In 2008, Pakistani artist Huma Mulji created a work for Art Dubai that caused more controversy than a backpack full of heroine at Changi Airport when she debuted her taxidermied camel stuffed into a suitcase. Highly offensive to the locals, for whom camels are a national symbol of pride, the piece was removed from the fair after just two days (but not before Charles Saatchi had snapped it up for an exhibition of his own). At the time Mulji maintained the work, named Arabian Delight, was a response to international animal smuggling, but has since admitted to it’s inspiration lying more in the ‘Arabisation’ of her homeland.
Less politically charged, though still controversial, was a large scale installation at the Walker Art Center in Minneapolis by interdisciplinary design studio Diller, Scofidio & Renfro called Tourisms: suitCase Studies. Comprised of 50 suspended suitcases representing the mainland states of the USA, each case critically analysed specific tourist attractions across the country. Sounds straightforward (read mundane) enough, but by selecting only famous bedrooms and battlefields to be included, the work became an intense commentary on the voyeuristic nature of scandal sites and disaster tourism, though the fact that Samsonite supplied all the cases would seem to indicate they weren’t too concerned about the impact it would have on traveller numbers.
Perhaps the best example of what I’ve been pondering today is from a 2012 exhibition called Now Dig This: Art and Black Los Angeles 1960-1980, where a small suitcase unwittingly became the star of the show. Found by curators in the archives of a gallery in New York City, it was believed to have been loaned by Charles White, credited with birthing the African American ‘art as activism’ movement in Los Angeles, to fellow artist Dan Concholar who filled it full of his own junk then promptly forgot about it. This history was entirely speculative, yet it became the piece everyone spoke about, even described by one reviewer as the “microcosm for the whole show.” Just the possibility that these seminal figures may have touched it was enough to stop a visitor in their tracks. Is it art, or artefact? Doesn’t matter much I suppose.
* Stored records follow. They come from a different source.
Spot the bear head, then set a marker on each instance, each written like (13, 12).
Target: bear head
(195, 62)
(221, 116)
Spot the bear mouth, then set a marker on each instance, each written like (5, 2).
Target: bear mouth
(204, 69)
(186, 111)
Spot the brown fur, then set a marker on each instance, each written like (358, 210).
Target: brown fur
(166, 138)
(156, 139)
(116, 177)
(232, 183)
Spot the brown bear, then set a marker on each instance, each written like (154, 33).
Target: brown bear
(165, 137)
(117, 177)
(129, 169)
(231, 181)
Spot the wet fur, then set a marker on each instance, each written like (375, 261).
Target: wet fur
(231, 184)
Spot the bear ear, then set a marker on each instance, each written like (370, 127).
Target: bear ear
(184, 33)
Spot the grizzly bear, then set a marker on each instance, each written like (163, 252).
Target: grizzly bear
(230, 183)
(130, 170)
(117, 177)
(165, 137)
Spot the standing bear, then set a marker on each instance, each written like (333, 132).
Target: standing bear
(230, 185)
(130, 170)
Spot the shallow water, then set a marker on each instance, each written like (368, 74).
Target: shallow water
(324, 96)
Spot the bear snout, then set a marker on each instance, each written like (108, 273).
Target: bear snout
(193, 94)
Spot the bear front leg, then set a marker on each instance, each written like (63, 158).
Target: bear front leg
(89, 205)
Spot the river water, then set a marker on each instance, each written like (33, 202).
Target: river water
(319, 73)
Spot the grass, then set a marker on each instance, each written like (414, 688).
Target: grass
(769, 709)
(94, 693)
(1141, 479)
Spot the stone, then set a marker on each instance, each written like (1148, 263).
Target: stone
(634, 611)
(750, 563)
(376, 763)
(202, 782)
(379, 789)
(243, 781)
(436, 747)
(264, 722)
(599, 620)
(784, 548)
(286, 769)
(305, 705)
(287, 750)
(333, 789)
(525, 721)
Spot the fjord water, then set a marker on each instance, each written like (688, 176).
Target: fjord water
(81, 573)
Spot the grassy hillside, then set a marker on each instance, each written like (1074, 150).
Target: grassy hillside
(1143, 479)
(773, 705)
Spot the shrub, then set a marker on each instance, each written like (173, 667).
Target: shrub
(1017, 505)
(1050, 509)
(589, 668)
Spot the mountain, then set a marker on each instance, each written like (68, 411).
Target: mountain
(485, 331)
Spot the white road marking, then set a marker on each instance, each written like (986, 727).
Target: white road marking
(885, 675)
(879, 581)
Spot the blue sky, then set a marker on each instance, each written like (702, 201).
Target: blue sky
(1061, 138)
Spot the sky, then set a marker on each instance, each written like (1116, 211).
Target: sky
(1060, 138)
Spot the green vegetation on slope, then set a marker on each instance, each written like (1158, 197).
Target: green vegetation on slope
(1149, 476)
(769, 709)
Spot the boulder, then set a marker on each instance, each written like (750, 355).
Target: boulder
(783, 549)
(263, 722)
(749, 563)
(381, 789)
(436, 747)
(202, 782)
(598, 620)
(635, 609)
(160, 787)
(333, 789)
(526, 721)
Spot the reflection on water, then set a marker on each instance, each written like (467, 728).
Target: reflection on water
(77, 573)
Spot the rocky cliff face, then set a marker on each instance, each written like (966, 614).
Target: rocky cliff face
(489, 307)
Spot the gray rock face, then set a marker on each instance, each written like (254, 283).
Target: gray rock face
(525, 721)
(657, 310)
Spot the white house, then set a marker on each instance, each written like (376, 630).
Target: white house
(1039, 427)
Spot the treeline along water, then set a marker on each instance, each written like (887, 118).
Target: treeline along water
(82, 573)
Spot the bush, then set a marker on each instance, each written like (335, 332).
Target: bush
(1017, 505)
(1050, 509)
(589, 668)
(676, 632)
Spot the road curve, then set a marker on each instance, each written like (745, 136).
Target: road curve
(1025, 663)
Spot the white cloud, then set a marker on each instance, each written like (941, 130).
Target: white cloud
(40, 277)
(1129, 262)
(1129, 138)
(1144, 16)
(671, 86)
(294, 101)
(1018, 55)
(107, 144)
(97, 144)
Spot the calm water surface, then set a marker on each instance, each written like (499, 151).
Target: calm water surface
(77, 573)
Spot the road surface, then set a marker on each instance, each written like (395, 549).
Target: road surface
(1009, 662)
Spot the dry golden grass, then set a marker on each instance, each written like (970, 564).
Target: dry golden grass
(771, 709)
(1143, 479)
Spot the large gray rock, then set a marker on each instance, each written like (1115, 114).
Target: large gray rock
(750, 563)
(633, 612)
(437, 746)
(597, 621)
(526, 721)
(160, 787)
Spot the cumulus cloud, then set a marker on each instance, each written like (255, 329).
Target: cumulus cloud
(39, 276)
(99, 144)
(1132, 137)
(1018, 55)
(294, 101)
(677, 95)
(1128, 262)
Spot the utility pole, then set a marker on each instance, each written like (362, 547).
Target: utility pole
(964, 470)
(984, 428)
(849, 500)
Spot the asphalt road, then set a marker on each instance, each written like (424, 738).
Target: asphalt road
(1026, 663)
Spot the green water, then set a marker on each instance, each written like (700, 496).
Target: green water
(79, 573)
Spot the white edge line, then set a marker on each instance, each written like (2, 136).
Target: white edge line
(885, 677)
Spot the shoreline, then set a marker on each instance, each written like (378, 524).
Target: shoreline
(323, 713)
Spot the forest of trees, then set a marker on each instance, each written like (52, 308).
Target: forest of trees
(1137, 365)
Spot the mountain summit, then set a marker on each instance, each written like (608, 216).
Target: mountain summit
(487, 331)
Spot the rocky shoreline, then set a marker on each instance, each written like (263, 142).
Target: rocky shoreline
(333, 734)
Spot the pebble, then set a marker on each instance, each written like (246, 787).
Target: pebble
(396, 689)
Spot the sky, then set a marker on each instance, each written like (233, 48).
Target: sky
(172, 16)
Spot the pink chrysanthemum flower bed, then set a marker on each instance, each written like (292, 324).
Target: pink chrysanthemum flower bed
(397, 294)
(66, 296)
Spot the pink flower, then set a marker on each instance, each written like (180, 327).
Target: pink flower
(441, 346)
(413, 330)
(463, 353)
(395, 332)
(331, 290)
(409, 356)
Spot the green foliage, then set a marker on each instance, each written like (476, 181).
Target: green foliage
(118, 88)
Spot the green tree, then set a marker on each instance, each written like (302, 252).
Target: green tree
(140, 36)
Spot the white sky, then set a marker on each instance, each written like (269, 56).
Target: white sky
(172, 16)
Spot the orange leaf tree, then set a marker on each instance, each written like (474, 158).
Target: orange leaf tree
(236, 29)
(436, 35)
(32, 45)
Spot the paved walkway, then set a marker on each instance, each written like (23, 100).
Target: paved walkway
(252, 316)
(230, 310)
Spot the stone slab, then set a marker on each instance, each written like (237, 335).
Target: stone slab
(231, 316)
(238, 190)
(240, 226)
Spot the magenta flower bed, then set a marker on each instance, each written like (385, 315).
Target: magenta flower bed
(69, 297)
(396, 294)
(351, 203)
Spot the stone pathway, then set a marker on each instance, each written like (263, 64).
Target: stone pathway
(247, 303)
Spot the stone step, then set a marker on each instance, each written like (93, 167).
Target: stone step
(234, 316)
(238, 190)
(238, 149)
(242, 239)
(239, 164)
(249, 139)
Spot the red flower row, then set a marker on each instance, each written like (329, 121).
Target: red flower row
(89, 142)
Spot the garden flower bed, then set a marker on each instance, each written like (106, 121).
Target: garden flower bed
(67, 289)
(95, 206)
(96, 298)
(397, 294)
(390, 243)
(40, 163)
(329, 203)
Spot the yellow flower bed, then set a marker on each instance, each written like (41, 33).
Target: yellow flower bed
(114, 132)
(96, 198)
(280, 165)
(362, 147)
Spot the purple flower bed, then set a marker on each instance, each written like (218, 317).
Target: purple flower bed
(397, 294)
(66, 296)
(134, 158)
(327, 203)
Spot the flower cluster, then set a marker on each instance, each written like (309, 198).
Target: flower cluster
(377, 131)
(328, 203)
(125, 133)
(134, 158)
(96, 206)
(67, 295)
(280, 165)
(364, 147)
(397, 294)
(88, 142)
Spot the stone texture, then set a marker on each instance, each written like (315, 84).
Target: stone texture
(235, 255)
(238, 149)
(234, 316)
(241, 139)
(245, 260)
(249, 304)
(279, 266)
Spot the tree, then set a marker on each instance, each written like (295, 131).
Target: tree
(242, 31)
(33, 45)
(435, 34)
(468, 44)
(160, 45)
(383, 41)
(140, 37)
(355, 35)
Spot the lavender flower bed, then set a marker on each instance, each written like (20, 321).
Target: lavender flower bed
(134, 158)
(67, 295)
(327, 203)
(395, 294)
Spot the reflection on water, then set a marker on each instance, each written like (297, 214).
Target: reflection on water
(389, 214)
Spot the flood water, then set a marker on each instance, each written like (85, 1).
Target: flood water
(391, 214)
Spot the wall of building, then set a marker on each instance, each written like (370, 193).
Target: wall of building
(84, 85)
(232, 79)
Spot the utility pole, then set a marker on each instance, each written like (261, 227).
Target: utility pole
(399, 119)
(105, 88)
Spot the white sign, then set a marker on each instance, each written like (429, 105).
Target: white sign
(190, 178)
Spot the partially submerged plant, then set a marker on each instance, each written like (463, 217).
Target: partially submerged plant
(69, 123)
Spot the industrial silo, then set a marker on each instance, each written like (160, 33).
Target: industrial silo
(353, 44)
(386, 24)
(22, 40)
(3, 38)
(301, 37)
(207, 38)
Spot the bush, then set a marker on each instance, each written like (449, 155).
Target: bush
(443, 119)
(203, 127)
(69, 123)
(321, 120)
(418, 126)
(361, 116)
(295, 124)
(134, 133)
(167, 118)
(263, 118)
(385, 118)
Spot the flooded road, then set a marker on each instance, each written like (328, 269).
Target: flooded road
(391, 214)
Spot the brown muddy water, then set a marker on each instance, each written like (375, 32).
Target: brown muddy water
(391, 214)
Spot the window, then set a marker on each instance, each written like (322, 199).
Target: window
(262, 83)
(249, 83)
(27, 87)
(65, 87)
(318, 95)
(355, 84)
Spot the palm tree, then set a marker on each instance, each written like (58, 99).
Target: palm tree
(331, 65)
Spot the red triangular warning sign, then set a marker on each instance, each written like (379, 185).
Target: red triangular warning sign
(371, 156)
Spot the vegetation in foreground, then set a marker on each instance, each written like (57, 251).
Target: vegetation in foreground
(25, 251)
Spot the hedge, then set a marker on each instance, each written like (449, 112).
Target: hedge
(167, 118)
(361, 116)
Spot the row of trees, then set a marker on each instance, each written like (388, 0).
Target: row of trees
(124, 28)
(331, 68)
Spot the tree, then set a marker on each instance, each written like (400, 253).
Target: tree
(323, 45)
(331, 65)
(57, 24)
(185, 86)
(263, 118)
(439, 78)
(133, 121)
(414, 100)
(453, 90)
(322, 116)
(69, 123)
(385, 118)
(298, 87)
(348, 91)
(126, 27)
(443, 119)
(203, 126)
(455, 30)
To live out of a suitcase is not a lifestyle most of us covet in the long term. Who wants to be a human Paddington Bear, forever lugging a trunk around in the hope someone will take us in? Yet there is something undeniably appealing about them that no degree of technology has managed to remove. Your bag might have cost four times that of the guy standing next to you at the luggage carousel, but price has no bearing on the memories held within their compartments.
In any case (wait…that was an accidental pun and quite a bad one), it’s kinda nice to know that even when the tedious job of unpacking is done, there remains a little of our journey locked safely inside.